SeaWorld Orlando

SeaWorld Orlando is a theme park and marine zoo located in the city of Orlando, in the state of Florida. SeaWorld Parks & Entertainment is the company that owns and operates the park. Together with its neighbors Discovery Cove and Aquatica, it forms SeaWorld Parks and Resorts Orlando, a multi-park entertainment complex that includes the three theme parks and a number of hotel accommodations. In 2018, SeaWorld Orlando had an estimated 4.594 million visitors, placing it in the top ten of the most frequented amusement parks in the United States of America.

SeaWorld Orlando opened its doors on December 15, 1973, just two years after the Magic Kingdom at Walt Disney World Resort. It was the third park in the SeaWorld group to open. As a result, Central Florida became a popular vacation destination with multiple theme parks. After being purchased by Harcourt Brace Jovanovich in 1976, SeaWorld was sold to Anheuser-Busch, the company that owns Busch Gardens, in 1989.

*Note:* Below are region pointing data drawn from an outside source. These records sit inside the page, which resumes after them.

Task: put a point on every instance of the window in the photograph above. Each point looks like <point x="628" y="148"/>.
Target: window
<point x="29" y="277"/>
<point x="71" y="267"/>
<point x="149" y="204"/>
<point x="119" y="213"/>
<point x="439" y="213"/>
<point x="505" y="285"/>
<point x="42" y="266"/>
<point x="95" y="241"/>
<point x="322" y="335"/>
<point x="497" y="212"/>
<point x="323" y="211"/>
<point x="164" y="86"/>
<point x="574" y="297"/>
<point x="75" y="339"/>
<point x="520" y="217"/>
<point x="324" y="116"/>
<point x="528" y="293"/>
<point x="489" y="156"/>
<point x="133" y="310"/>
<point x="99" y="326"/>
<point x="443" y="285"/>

Having more expertise with theme parks, Busch approached the development of SeaWorld in a competitive and aggressive manner, transitioning the park from a show-based to a ride-based environment. Mission: Bermuda Triangle, a simulator ride that opened in 1987, was the park’s first entry into the wave of simulator rides that began with Disneyland (later rethemed into Wild Arctic).

Journey to Atlantis, the nation’s first hybrid roller coaster and flume ride, opened its doors in 1997 at Six Flags Magic Mountain. The Kraken, a floorless roller coaster built by Bolliger & Mabillard, was added to the park in the year 2000. Upon its introduction to the park in 2009, the flying coaster Manta received a Theme Park Insider Award for best new attraction.

SeaWorld Orlando consists of two sister parks that are connected by a bridge. In the year 2000, Discovery Cove debuted. The following year, the water park Aquatica debuted. Because of the purchase of Anheuser-Busch by Belgian brewer InBev in 2008, Busch’s theme parks were sold to a private equity firm the following year.

When one of the orca whales, Tilikum, was performing a brief act during “Dine with Shamu” on February 24, 2010, he pulled trainer Dawn Brancheau into the sea, where she drowned. An autopsy found that Brancheau’s death was caused by blunt force trauma and drowning; among her injuries were the removal of her scalp and the amputation of her left arm below the shoulder.

Following the death of an animal trainer at SeaWorld of Florida LLC in February 2010, the Occupational Safety and Health Administration of the United States Department of Labor cited the company for three safety violations in August 2010. Initially, SeaWorld was compelled to maintain a barrier between its trainers and the whales during presentations, which cost them a total of $75,000 in penalties.